The district court established that the Property qualifies as a "facility" under CERCLA, and it ruled that any releases during the Merkel Defendants' ownership did not result in the Appellants incurring response costs. The Appellants contended that the court erred, referencing Control Data Corp. v. S.C.S.C. Corp., asserting that CERCLA does not necessitate proving actual harm at the liability stage. However, the court clarified that CERCLA requires a demonstration that the defendant's release or threatened release caused harm in the form of response costs. The court found no evidence linking the Merkel Defendants' releases to an increase in the Appellants’ response costs, suggesting that any release associated with the septic system's replacement might have even reduced these costs. Consequently, the Appellants failed to establish their cost recovery claim, leading to the affirmation of the district court's decision.

Furthermore, even if causation were established, the Appellants could not satisfy the fourth prong of cost recovery under CERCLA. They argued that the Merkel Defendants were responsible for two instances of hazardous substance disposal: the septic tank replacement and the failure to remove known contaminants, leading to the passive migration of CVOCs. Under CERCLA, a "Disposal" involves any action that allows hazardous waste to enter the environment. Despite these claims, the court indicated that the Appellants did not adequately demonstrate that these actions constituted a Disposal under the definitions provided by CERCLA, thus reinforcing the district court's ruling.

United States v. 150 Acres of Land, 204 F.3d 698 (6th Cir. 2000) establishes that "Disposal" and "release" are distinct concepts under CERCLA, with "release" encompassing a broader range of actions. A "Disposal" necessitates "active human conduct" linked to the introduction of substances into the environment, while cross-contamination from prior ownership also qualifies as a Disposal.

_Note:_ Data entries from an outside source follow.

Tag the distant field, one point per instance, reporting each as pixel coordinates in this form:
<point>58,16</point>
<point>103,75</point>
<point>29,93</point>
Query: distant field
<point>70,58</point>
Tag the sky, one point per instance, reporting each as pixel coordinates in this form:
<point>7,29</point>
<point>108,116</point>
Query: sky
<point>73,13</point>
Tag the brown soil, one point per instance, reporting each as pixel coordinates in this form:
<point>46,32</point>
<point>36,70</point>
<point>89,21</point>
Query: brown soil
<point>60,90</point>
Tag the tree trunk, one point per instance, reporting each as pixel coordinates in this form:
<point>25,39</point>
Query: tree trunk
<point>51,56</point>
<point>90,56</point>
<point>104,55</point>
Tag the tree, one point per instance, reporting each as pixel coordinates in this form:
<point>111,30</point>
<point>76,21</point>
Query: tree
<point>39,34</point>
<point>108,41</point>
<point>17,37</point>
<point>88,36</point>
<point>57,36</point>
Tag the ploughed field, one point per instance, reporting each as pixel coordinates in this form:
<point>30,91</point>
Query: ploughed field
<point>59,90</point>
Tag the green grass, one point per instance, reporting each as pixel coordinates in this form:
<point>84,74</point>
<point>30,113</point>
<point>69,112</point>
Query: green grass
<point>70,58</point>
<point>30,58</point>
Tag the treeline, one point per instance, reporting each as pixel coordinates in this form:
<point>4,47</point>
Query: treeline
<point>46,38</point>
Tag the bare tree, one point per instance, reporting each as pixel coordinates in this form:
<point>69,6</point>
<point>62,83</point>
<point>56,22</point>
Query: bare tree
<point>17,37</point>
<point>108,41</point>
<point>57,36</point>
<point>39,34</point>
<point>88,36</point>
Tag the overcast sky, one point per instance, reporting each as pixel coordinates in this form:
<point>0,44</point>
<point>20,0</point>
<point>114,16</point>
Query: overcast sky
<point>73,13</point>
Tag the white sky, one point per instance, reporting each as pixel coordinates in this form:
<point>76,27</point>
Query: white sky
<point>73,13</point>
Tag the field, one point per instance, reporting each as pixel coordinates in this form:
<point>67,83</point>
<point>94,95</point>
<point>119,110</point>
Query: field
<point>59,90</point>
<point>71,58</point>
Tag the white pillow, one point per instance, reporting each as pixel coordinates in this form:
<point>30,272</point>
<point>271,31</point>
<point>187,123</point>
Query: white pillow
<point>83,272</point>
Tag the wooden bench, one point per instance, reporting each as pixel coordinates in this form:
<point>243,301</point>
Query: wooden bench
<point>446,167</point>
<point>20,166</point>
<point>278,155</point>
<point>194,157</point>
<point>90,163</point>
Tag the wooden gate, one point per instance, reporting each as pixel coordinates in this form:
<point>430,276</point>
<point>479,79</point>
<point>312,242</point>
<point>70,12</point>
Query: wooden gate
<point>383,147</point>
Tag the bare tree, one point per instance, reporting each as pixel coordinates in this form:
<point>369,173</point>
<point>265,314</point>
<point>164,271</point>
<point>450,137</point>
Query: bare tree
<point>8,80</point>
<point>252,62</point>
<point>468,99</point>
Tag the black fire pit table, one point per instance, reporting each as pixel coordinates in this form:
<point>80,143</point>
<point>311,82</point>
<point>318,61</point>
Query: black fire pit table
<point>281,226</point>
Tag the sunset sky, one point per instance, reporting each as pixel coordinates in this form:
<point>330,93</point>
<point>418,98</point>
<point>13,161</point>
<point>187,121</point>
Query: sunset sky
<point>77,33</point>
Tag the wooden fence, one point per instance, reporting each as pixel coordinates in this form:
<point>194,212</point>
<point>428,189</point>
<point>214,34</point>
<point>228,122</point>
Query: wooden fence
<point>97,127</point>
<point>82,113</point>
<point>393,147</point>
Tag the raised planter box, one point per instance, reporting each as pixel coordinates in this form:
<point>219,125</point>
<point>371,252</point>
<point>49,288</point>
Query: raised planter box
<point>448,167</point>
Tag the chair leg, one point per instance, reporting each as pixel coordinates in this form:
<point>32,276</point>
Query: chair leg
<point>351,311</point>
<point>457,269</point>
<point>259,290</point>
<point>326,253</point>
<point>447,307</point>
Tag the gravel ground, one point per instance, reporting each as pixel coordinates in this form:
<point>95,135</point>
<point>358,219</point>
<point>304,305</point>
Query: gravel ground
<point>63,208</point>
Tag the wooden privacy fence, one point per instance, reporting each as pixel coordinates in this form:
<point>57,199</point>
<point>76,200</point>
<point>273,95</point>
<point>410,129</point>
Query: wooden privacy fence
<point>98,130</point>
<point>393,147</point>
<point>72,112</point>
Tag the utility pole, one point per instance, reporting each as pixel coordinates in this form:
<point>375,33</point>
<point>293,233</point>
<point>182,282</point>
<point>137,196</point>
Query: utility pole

The Merkel Defendants were not found liable for Disposal in two claims: first, the replacement of a septic tank did not cause additional contamination, as chlorinated volatile organic compounds (CVOCs) were already present and no active conduct contributed further to the contamination; second, the argument that passive migration of hazardous substances during their ownership constituted Disposal was rejected, as passive migration is not recognized as Disposal under CERCLA. Consequently, the district court’s determination of no liability for the Merkel Defendants is upheld. The Appellants proceeded under 42 U.S.C. § 9607(a) because they were deemed innocent landowners under 42 U.S.C. § 9607(b)(3). The definition of "release" includes various forms of hazardous substance discharge into the environment, as outlined in 42 U.S.C. § 9601(22).